Dolayısıyla ne zaman etrafımda özgüvensiz birini görsem tanırım, en ufacık hareketinden, elini kolunu oynatışından, abartısından, sesinin tonundan, cümlenin sonuna doğru sesinin zayıflamasından ya da gösteriş merakından yakalarım, tak! Aynı bokun soyuyuz, hadi bırak kendini demek zor ama, birbirimizi bilip karşılıklı suskunluk anlaşması imzalayabiliriz, yine sözsüz ve sessizce.

Minnacıklığımdan beri, misyonum açıkları, kırıkları, eksikleri toparlamak, başka şeylerle sıvamak ve saklamak oldu. O kadar çok hırslandım ve öylesine çabaladım ki sonucunu da gerçekten birçok alanda başarılı oldum sanırım rasyonel bir değerlendirme yaparsam (Bkz: Unintended consequences) Fiziksel olarak problem ettiğim bir özelliğim de olmadı, aksine kendimi beğenirim de dışarıdan bakınca. İstediğim çoğu şey elimin altında, olmasa da elimin altına alabileceğim mesafelerde aslında. Güzel de yemek yaparım. Elim sanata, zanaate yatkındır. Eee, ne o zaman?
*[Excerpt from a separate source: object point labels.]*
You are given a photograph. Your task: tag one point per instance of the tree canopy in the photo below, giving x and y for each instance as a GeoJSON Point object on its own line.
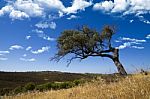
{"type": "Point", "coordinates": [86, 42]}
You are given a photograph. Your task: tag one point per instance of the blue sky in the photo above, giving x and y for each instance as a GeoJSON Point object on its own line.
{"type": "Point", "coordinates": [29, 29]}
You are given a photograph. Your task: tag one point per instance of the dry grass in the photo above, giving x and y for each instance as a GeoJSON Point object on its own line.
{"type": "Point", "coordinates": [133, 87]}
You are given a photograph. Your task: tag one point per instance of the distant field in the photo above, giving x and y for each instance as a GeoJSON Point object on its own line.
{"type": "Point", "coordinates": [136, 86]}
{"type": "Point", "coordinates": [11, 80]}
Maddi bir temeli yok gibi görünüyor, insanlara söylediğimde de şaşırıyorlar; "Özgüvensizlik-sen, nasıl yaağni?"şeklinde. Nasıl bir persona oluşturduysam yıllar içinde, hasar alan derinin nasır tutuşu gibi, incindiğim her yerde daha güçlü kuvvetli bir kişilik görüntüsü sergilemiş olmalıyım.

Peki neden özgüvenemiyorum!

Çünkü abisi, dışardan bakarak, rasyonel değerlendirerek, aslında şöyle böyle hımf humf diye açıklayarak, ikinci kişilerden duyarak olmuyor bu iş, kendi kendine kaldığın küçücük dünyanda, içinde hissettiğinle dönüyor o duygu tekerleği.
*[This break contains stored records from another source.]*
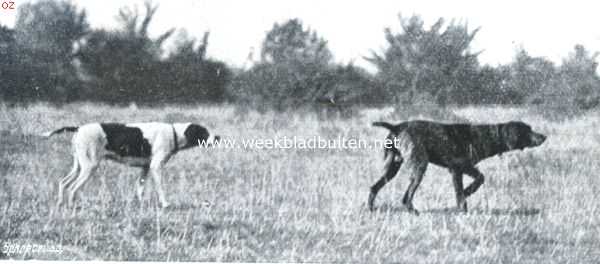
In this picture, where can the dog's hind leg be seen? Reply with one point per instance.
(392, 164)
(88, 166)
(156, 165)
(416, 162)
(478, 181)
(141, 183)
(67, 180)
(457, 180)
Çünkü sevgili arkadaşım, insanların, dış dünyanın seni nasıl görüp konumlandırdığı değil, senin kendini nasıl hissettiğinle ilgili oluyor o özgüven. Kimisi çıkarıdığı 3 kuruş işle hatta onu bile yapmadan kendinden menkul bir özgüven patlaması içinde hayaller aleminde yaşarken, sen dünyaları haklasan kendinde 2 dakika dinlenmeye hak görmezsin. Yaptığın işten tatmin olmaz, sıradanlığının altını çizersin. O hissediş nasıl gelişiyor hiç girmek istemiyorum, çocukluk travmaları bu ülkede sigara tiryakiliğinden daha yaygın zira (Bkz: Parenting disasters)
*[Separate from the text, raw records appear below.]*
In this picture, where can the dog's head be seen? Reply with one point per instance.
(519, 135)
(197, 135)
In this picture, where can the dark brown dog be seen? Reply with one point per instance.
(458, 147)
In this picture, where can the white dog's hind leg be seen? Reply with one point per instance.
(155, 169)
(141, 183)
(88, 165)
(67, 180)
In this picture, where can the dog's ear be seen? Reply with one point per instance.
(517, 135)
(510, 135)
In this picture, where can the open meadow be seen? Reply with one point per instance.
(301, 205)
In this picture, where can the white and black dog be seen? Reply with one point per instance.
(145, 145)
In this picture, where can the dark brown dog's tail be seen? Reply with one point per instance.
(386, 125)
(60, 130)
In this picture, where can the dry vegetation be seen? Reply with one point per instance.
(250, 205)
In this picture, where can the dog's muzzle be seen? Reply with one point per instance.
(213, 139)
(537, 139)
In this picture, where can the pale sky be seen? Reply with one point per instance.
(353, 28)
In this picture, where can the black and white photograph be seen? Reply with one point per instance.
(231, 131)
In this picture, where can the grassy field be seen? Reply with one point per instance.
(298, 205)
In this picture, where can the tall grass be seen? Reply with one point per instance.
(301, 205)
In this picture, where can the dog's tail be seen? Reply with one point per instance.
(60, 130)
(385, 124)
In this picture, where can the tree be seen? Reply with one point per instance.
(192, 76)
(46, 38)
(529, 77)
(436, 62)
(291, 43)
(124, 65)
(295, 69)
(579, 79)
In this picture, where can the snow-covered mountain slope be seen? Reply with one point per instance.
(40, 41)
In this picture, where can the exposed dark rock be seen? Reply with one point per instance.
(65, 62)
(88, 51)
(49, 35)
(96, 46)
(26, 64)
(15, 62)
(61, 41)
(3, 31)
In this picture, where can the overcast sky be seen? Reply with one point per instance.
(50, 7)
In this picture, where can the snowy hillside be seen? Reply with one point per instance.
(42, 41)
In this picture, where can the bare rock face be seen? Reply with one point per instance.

Velhasıl, şu anda da içinden geçtiğim döneme bol göndermesi olan, ileride de açıp bakabileceğim bir yazım olsun istedim. Her zaman bu kadar açılamıyorum zira. İçime içime kıvrılmaktansa, zoom out yapıp kendimi dışardan izlemek istedim/isteyeceğim zaman zaman.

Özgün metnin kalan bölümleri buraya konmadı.